My name is * Lili Sohn, I'm 33 years old and I'm a comics author. After studying arts in Strasbourg, I moved to Quebec where I worked as a graphic designer in the video game industry.

At 29, after consulting a doctor because of "weird nipple", I was diagnosed with breast cancer.

"I thought at first a joke or a file error"

My first reaction was to tell me, "It's a nightmare and I'm going to wake up!" It's not possible to have cancer at 29 years old. I thought, "It's a joke" or "someone made a mistake".

I was in denial!

My relatives were also very shocked. We always think that it happens to others, to those we do not know. Very quickly, however, I decided to live this "experience" in my own way. Everyone followed because it made me feel good and it made them feel good too.

Army humor and "all possible media care"

First we took off my tumor (and my nipple), then I had 6 months of big chemo, followed by a year of small chemo. Meanwhile I discovered that I had a genetic mutation (on my BRCA1 gene) and I chose to remove the mammary gland, to avoid any recurrence. Instead I was put plastic breasts.

All that was not easy, but I armed myself with all the care of existing supports (acupuncture, osteopathy, homeopathy, yoga, meditation, nutrition). The loss of hair and other hairs, fatigue ... it's really a big deal! However, I put what I had energy to make it as fun as possible ... I was still happy that it stops and everything pushes.

Paradoxically, it was at the end of the treatments that I felt like a "lack", at this moment when one is supposed to be cured and one is no longer regarded as sick. I did not allow myself to ask for help, I told myself that my entourage had had enough!

"The drawing, the colors and the humor punctuated my medical visits"

Fortunately, there was my blog BD. I opened it a few days after my diagnosis. I began to tell my daily life. It was addressed first to my entourage, then, little by little, to a wider circle, thanks to social networks in particular.

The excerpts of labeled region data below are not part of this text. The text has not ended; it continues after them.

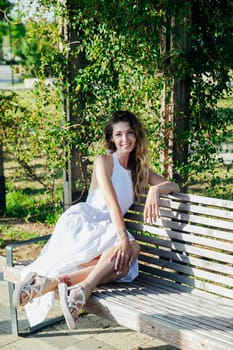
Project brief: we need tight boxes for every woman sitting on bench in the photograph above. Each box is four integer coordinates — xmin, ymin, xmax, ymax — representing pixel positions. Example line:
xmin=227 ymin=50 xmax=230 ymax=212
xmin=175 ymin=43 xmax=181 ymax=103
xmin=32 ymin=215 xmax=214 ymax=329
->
xmin=13 ymin=111 xmax=179 ymax=329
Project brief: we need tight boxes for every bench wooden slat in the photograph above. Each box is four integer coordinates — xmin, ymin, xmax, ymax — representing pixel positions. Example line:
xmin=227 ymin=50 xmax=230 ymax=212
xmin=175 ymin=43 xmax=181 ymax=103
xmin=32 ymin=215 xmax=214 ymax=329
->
xmin=126 ymin=221 xmax=233 ymax=242
xmin=161 ymin=193 xmax=233 ymax=210
xmin=155 ymin=210 xmax=233 ymax=230
xmin=141 ymin=245 xmax=233 ymax=276
xmin=5 ymin=194 xmax=233 ymax=350
xmin=140 ymin=254 xmax=233 ymax=288
xmin=159 ymin=198 xmax=233 ymax=219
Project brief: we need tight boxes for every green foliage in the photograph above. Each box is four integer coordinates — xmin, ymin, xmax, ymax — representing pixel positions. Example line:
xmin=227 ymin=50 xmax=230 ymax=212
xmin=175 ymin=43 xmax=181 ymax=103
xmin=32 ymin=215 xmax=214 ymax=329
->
xmin=0 ymin=0 xmax=233 ymax=211
xmin=0 ymin=88 xmax=77 ymax=198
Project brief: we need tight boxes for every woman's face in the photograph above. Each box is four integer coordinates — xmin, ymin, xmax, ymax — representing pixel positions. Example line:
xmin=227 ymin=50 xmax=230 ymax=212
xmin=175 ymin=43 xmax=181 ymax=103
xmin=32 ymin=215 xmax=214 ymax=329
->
xmin=112 ymin=122 xmax=136 ymax=153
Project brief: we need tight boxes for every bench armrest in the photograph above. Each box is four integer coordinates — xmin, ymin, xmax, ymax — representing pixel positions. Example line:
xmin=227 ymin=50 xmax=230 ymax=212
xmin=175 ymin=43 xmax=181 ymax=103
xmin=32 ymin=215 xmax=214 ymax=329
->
xmin=6 ymin=234 xmax=51 ymax=266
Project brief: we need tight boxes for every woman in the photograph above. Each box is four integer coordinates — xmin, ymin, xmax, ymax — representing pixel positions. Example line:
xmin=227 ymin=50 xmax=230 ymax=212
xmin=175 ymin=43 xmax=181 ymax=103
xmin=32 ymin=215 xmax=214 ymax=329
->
xmin=13 ymin=111 xmax=179 ymax=328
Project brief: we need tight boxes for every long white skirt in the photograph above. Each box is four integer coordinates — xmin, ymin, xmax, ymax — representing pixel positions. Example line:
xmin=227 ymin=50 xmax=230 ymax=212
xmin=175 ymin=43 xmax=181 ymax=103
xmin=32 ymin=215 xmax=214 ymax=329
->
xmin=21 ymin=202 xmax=138 ymax=326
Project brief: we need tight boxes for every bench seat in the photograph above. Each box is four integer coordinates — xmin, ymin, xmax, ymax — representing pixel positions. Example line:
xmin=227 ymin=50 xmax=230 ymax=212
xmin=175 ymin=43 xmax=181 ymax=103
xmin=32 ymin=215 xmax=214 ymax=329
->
xmin=5 ymin=193 xmax=233 ymax=350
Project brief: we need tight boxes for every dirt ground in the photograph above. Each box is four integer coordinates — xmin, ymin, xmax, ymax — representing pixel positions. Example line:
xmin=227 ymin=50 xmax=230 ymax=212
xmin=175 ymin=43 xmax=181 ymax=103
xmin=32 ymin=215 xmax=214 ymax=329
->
xmin=0 ymin=218 xmax=53 ymax=261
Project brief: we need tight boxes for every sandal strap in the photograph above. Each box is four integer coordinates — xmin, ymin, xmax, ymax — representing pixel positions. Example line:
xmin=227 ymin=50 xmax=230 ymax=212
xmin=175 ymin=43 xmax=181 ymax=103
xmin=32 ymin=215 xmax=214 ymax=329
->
xmin=20 ymin=277 xmax=46 ymax=302
xmin=67 ymin=285 xmax=86 ymax=310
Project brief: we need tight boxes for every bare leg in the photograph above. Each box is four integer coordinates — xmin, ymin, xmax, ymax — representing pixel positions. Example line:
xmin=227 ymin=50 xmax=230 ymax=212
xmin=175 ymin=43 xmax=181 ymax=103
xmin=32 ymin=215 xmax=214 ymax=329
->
xmin=17 ymin=241 xmax=139 ymax=305
xmin=61 ymin=241 xmax=139 ymax=328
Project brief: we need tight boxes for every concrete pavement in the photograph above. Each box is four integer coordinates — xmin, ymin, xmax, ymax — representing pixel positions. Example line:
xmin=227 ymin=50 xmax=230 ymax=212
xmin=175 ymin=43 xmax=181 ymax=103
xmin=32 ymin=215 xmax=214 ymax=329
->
xmin=0 ymin=256 xmax=176 ymax=350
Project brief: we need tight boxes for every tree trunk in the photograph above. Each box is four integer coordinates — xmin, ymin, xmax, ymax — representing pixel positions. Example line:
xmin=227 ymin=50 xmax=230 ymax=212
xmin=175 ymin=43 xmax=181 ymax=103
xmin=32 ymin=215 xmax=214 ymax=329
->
xmin=161 ymin=8 xmax=191 ymax=191
xmin=63 ymin=0 xmax=87 ymax=210
xmin=0 ymin=143 xmax=6 ymax=215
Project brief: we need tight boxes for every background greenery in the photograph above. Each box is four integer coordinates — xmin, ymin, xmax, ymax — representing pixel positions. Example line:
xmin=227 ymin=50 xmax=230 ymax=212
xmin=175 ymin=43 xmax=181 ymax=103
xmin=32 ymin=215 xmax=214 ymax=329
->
xmin=0 ymin=0 xmax=233 ymax=238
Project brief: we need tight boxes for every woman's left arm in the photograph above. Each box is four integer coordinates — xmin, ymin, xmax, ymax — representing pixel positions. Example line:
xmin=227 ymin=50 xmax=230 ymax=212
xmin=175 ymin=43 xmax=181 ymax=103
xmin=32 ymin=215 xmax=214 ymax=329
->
xmin=144 ymin=170 xmax=180 ymax=224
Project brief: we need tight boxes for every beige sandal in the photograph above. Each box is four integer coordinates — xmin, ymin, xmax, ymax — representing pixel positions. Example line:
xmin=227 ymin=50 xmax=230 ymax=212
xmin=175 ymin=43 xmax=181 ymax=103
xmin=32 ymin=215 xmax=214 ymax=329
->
xmin=58 ymin=283 xmax=86 ymax=329
xmin=13 ymin=272 xmax=47 ymax=308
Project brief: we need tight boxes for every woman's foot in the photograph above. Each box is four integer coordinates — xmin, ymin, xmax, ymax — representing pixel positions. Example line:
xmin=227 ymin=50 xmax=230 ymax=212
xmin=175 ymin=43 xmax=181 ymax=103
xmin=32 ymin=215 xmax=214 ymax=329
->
xmin=13 ymin=272 xmax=47 ymax=308
xmin=58 ymin=283 xmax=86 ymax=329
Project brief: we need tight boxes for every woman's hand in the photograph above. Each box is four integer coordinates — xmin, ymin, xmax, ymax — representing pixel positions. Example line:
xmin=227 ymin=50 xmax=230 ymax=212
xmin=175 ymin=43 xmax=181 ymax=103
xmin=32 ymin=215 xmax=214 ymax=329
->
xmin=110 ymin=236 xmax=133 ymax=275
xmin=143 ymin=186 xmax=159 ymax=224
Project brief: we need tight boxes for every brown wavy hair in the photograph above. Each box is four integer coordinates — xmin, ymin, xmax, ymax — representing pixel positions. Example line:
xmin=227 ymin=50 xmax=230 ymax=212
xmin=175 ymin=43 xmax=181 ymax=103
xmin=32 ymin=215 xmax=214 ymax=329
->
xmin=104 ymin=110 xmax=149 ymax=198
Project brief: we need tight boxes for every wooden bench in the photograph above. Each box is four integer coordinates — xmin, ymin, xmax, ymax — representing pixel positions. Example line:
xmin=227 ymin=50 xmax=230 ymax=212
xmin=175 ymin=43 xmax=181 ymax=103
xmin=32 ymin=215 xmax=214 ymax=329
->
xmin=2 ymin=193 xmax=233 ymax=350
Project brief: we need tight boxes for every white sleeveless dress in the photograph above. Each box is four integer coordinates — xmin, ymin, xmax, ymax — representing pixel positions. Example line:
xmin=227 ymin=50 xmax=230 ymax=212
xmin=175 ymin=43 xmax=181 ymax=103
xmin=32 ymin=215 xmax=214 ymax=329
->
xmin=21 ymin=153 xmax=138 ymax=326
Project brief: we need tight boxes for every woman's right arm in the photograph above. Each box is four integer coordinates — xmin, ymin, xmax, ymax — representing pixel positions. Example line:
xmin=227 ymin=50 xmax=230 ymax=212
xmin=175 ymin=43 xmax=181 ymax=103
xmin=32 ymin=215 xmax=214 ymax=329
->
xmin=94 ymin=155 xmax=133 ymax=271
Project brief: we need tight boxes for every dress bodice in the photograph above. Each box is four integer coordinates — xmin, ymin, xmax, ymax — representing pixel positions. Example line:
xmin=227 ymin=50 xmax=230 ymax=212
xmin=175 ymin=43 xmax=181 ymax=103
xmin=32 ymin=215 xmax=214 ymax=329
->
xmin=87 ymin=152 xmax=134 ymax=215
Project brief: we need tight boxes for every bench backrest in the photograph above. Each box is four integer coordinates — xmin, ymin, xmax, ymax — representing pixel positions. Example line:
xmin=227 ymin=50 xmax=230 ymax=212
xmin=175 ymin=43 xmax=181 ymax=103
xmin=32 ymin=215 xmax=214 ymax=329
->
xmin=125 ymin=193 xmax=233 ymax=299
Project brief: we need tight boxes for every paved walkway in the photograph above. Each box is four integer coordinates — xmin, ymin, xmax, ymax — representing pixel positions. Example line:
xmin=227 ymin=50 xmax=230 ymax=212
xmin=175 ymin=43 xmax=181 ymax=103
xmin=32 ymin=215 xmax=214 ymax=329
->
xmin=0 ymin=256 xmax=175 ymax=350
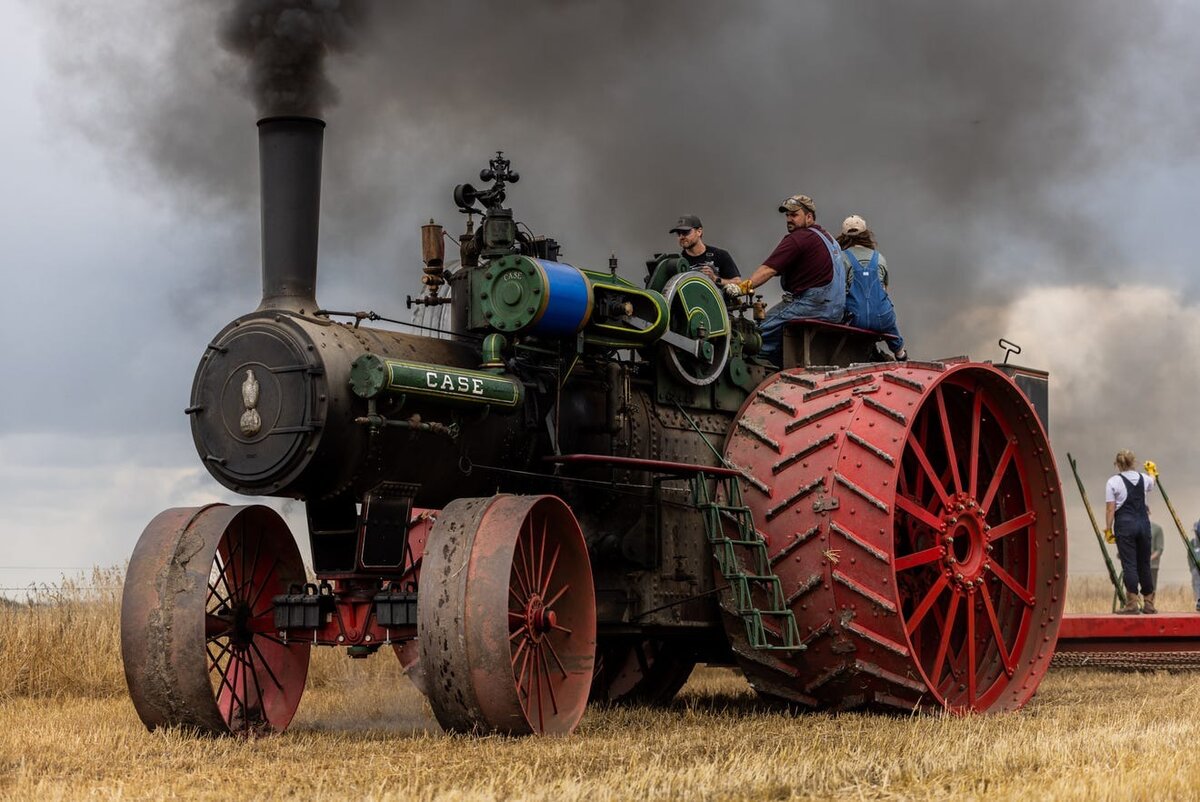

To tell others it was to tell myself to better accept, to dramatize the situation. The drawing, the colors and the humor punctuated my medical visits, my surgical interventions like a red thread that kept my head out of the water.

I felt less alone. Beyond the entourage of my family, my blog put me in relation with other young women in my case. What a relief to share and share his experience!

"The war of the nipples", a BD-therapy

A few months after the opening of the blog, I was contacted by a Quebec publishing house that published the 1st volume of "The war of nipples" in Quebec. Then volumes 1, 2 and 3 were published in France, published by Michel Lafon.

This blog BD has been a therapy for me and my entourage. I had many feedback and encouragement from readers: patients, relatives of patients, health professionals. I am very proud that this personal initiative can help others, inform, explain and raise awareness.

Today, I have finished my reconstruction, I resume the course of my life. I left Quebec to settle in Marseille where I continue my career as comics writers and illustrator.